Pea seed-borne mosaic virus (PSbMV) stability in sap and its contact transmission between field pea plants were investigated in glasshouse experiments. When infective leaf sap was kept at room temperature and inoculated to plants in the absence of abrasive, it was still highly infective after 6 h and low levels of infectivity remained after 30 h. PSbMV was transmitted from infected to healthy plants by direct contact when leaves were rubbed against each other. It was also transmitted when intertwining healthy and PSbMV-infected plants were blown by a fan to simulate wind. When air was blown on plants kept at 14 to 20°C, contact transmission of PSbMV occurred consistently and the extent of transmission was enhanced when plants were dusted with diatomaceous earth prior to blowing. In contrast, when plants were kept at 20 to 30°C, blowing rarely resulted in transmission. No passive contact transmission occurred when healthy and infected plants were allowed to intertwine together. This study demonstrates that PSbMV has the potential to be transmitted by contact when wind-mediated wounding occurs in the field. This may play an important role in the epidemiology of the virus in field pea crops, especially in situations where contact transmission expands initial crop infection foci before aphid arrival.

Pea seed-borne mosaic virus in Field Pea: Widespread Infection, Genetic Diversity, and Resistance Gene Effectiveness.

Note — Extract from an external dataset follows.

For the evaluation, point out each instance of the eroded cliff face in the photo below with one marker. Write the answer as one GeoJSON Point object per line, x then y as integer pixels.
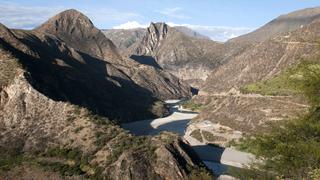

From 2013 to 2015, incidences of Pea seed-borne mosaic virus (PSbMV) infection were determined in semi-leafless field pea (Pisum sativum) crops and trial plots growing in the Mediterranean-type environment of southwest Australia. PSbMV was found at incidences of 2 to 51% in 9 of 13 crops, 1 to 100% in 20 of 24 cultivar plots, and 1 to 57% in 14 of 21 breeding line plots. Crops and plots of 'PBA Gunyah', 'Kaspa', and 'PBA Twilight' were frequently PSbMV infected but none of PSbMV resistance gene sbm1-carrying 'PBA Wharton' plants were infected. In 2015, 14 new PSbMV isolates obtained from these various sources were sequenced and their partial coat protein (CP) nucleotide sequences analyzed. Sequence identities and phylogenetic comparison with 39 other PSbMV partial CP nucleotide sequences from GenBank demonstrated that at least three PSbMV introductions have occurred to the region, one of which was previously unknown. When plants of 'Greenfeast' and PBA Gunyah pea (which both carry resistance gene sbm2) and PBA Wharton and 'Yarrum' (which carry sbm1) were inoculated with PSbMV pathotype P-2 isolate W1, resistance was overcome in a small proportion of plants of each cultivar, showing that resistance-breaking variants were likely to be present. An improved management effort by pea breeders, advisors, and growers is required to diminish infection of seed stocks, avoid sbm gene resistance being overcome in the field, and mitigate the impact of PSbMV on seed yield and quality. A similar management effort is likely to be needed in field pea production elsewhere in the world.